In the wake of another summer reading censorship controversy (this one involving John Green's Paper Towns), I've been thinking about the anxiety-producing responsibility of recommending books to students. It reminds me a bit of the process of hiring a babysitter for my daughter. After all, we're sending our students off into the world to read unsupervised, without us around to guide and help them process what they've read. Side note: I'm totally in favor of students (and all people) choosing their own books and reading unsupervised as much as they want. But there must be a greater standard of care when a teacher, an authority figure, puts his or her official stamp on something and sends it off to be consumed by a child.

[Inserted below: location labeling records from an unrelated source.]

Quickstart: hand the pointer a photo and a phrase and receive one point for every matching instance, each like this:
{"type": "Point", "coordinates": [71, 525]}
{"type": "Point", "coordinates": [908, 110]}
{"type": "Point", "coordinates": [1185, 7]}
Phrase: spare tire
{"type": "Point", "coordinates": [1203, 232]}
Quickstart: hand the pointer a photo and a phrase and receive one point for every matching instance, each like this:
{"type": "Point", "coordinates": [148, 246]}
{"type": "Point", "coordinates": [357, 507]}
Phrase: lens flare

I guess it's about safety. I try to choose authors with whom I know students will be safe. And, in my opinion, safety doesn't have as much to do with content as it does with the sensitivity and intelligence of the author.

Having recently finished Natalie Lloyd's A Snicker of Magic, I want to enthusiastically add her to the middle grade list. Snicker is warm, funny, hopeful, and smart. Students who enjoy folktales, myths, and quirky small-town stories (along the lines of the equally endearing Three Times Lucky) will be in good hands with Ms. Lloyd.